In 1958, Klaus Conrad published a monograph titled Die beginnende Schizophrenie. Versuch einer Gestaltanalyse des Wahns ("The onset of schizophrenia: an attempt to form an analysis of delusion"), in which he described in groundbreaking detail the prodromal mood and earliest stages of schizophrenia. He coined the word "Apophänie" to characterize the onset of delusional thinking in psychosis. Conrad's theories on the genesis of schizophrenia have since been partially, yet inconclusively, confirmed in psychiatric literature when tested against empirical findings.
Conrad's neologism was translated into English as "apophenia" (from the Greek apo [away from] + phaenein [to show]) to reflect the fact that a schizophrenic initially experiences delusion as revelation.
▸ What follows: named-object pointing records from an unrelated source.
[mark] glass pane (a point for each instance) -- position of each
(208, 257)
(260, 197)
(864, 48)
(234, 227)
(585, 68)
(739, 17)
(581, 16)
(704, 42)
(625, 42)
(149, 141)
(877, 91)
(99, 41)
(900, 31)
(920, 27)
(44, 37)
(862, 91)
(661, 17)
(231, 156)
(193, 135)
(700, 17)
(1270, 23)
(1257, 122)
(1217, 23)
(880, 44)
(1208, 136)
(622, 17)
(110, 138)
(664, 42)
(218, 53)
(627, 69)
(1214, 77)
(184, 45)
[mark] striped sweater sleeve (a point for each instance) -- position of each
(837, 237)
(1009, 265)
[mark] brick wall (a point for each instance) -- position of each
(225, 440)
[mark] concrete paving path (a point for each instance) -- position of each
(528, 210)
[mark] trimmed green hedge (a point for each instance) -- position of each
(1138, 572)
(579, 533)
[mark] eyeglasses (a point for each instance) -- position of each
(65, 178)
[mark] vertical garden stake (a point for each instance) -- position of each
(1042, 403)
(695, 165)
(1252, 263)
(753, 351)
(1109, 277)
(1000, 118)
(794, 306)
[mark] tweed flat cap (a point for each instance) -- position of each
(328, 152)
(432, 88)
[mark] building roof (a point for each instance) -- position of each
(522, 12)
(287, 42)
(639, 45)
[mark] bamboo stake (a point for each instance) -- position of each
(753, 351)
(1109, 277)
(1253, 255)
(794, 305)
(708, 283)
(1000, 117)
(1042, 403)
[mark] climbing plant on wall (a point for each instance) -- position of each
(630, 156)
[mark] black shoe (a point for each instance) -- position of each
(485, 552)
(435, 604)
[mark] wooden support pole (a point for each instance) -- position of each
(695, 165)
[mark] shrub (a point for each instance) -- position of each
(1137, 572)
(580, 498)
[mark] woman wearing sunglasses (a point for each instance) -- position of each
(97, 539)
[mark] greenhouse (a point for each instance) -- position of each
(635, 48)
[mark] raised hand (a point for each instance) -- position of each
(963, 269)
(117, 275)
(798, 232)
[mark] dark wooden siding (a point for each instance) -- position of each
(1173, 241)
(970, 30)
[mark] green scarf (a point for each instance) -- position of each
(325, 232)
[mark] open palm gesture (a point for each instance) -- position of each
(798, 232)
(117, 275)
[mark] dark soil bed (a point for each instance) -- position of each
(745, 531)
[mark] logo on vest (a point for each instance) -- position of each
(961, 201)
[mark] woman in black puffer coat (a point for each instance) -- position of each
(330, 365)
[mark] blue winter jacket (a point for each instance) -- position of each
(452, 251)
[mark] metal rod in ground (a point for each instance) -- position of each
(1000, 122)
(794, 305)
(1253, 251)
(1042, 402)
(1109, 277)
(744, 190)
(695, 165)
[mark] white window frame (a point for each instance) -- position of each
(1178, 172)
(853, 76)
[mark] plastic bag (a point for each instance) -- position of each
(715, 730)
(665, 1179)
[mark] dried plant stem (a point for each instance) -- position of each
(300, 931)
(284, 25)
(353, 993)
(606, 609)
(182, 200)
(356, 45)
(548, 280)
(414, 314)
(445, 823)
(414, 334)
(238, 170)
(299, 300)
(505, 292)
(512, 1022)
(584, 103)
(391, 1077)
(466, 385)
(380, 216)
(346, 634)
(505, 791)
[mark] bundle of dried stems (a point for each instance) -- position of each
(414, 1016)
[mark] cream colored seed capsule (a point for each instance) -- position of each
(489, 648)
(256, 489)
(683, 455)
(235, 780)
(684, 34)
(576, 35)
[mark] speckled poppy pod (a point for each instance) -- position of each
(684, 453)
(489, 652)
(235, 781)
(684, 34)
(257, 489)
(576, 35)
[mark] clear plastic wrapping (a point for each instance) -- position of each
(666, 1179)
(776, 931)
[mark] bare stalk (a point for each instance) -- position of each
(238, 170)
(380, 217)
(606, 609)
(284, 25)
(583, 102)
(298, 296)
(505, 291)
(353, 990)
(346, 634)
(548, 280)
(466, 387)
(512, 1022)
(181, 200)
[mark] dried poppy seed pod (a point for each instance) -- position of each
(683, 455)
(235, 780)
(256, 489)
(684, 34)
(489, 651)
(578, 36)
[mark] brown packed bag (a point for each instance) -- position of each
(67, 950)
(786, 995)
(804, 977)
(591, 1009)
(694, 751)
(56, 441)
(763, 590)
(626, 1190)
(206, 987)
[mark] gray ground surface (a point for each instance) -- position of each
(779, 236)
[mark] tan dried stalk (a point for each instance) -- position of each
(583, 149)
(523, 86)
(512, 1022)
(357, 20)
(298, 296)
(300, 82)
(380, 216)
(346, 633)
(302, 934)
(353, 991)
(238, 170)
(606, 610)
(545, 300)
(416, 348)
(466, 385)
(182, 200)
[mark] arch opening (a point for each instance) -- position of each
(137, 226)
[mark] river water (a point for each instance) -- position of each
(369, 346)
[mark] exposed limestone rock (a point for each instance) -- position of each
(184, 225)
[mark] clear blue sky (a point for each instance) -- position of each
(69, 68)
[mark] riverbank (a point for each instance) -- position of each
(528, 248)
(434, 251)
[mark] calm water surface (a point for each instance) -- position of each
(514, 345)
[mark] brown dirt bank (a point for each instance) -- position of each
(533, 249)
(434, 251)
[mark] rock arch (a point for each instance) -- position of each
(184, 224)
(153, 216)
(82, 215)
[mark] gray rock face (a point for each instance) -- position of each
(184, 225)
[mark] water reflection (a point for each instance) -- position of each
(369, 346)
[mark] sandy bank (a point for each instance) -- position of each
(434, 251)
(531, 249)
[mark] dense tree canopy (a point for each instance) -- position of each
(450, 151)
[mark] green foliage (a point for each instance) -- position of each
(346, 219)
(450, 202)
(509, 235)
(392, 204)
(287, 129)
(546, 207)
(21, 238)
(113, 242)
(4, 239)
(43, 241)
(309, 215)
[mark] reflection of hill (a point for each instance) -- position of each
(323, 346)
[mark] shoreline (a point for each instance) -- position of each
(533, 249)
In contrast to an epiphany, an apophany (i.e., an instance of apophenia) does not provide insight into the nature of reality or its interconnectedness but is a "process of repetitively and monotonously experiencing abnormal meanings in the entire surrounding experiential field". Such meanings are entirely self-referential, solipsistic, and paranoid — "being observed, spoken about, the object of eavesdropping, followed by strangers". Thus the English term "apophenia" has a somewhat different meaning than that which Conrad defined when he coined the term "Apophänie".
"Apophany" should not be confused with "apophony".